Bajo tanta zozobra no es extraño que la violencia y la inseguridad se sitúen como la mayor preocupación de la población salvadoreña desde el comienzo del siglo XXI. En esa línea, un año antes del último recrudecimiento de la inseguridad, el Barómetro de las Américas de 2014 reportaba que dos de cada tres salvadoreños identifican la seguridad como el problema más importante del país.

El incremento de la violencia y la inseguridad no solo está afectando a la calidad de vida e incidiendo negativamente en el desarrollo humano, también está generando graves desafíos para la erosionada democracia salvadoreña. Así, el apoyo al régimen y al gobierno, tras casi tres décadas desde que se firmó “la paz”, está en su punto más bajo. Hay un sentimiento de frustración y desencanto con la democracia por parte de la ciudadanía, y cada hecho delictivo incrementa la percepción de que la institucionalidad es incapaz a la hora de resolver los problemas y la demandas de los ciudadanos.

La sociedad salvadoreña se encuentra sumida en una espiral de violencia y desasosiego que hasta ahora ninguno de los gobiernos de la era democrática ha sabido detener. Resulta preocupante que la clase política salvadoreña no reconozca que las acciones adoptadas para menguar lo que es una crisis nacional han sido contraproducentes y que es necesario cambiar de rumbo. En concreto, ni las políticas “de mano dura o supermano dura” aplicadas durante 2003-04, amparadas en una estrategia de populismo punitivo; ni los “concejos de seguridad” creados para elaborar propuestas y la formulación de políticas de seguridad, tanto los de 2005 como los actuales; ni las “treguas entre pandillas” ni las “negociaciones oscuras y secretas” –negociadas presuntamente a partir del otorgamiento de beneficios penitenciarios– han dado resultados. Tras su aplicación no solo no se han reducido los índices de violencia, sino que han aumentado. Por otra parte, el fracaso de las “políticas de seguridad ciudadana” –por darle el beneficio del nombre– se hace patente con el incremento de las empresas de seguridad privada, que están convirtiendo la seguridad en un producto del mercado y fragmentando más a la sociedad.
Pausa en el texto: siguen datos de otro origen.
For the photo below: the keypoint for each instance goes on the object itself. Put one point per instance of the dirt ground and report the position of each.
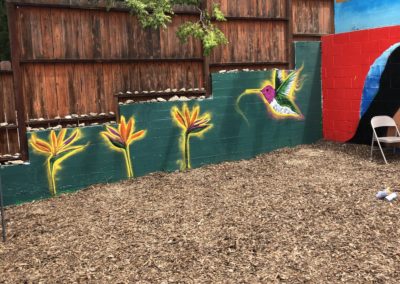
(301, 215)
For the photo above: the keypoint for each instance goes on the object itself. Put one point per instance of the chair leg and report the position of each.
(372, 147)
(383, 154)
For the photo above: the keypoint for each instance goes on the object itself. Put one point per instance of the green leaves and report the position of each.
(158, 14)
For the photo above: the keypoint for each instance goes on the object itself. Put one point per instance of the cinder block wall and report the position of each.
(346, 61)
(230, 138)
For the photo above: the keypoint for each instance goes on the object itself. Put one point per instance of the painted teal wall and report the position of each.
(229, 139)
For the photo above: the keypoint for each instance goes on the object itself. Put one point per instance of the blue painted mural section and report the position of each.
(352, 15)
(371, 85)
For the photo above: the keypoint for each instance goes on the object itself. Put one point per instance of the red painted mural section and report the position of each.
(346, 59)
La inseguridad y la violencia en El Salvador no son problemas nuevos; se han ido “perfeccionando” con el tiempo. ¿Cuántas casas más tendrán que estar de luto para que las autoridades adopten mecanismos eficaces para controlar este flagelo social? ¿Cuándo se darán cuenta de que fortalecer la seguridad exige un equilibrio entre las medidas reactivas y proactivas en la agenda de seguridad? ¿Cuándo se reconocerá que una agenda de seguridad sin correlación en la agenda de desarrollo y viceversa no funcionará? De continuar en este rumbo, con la adopción de “soluciones cosméticas” que únicamente buscan la movilización electoral, será imposible dar con una solución pacífica a la convivencia en El Salvador. Mientras tanto, nada cambiará y, como dijo Roque Dalton en uno de sus poemas: “Ser salvadoreño es ser medio muerto/ eso que se mueve/ es la mitad de la vida que nos dejaron”.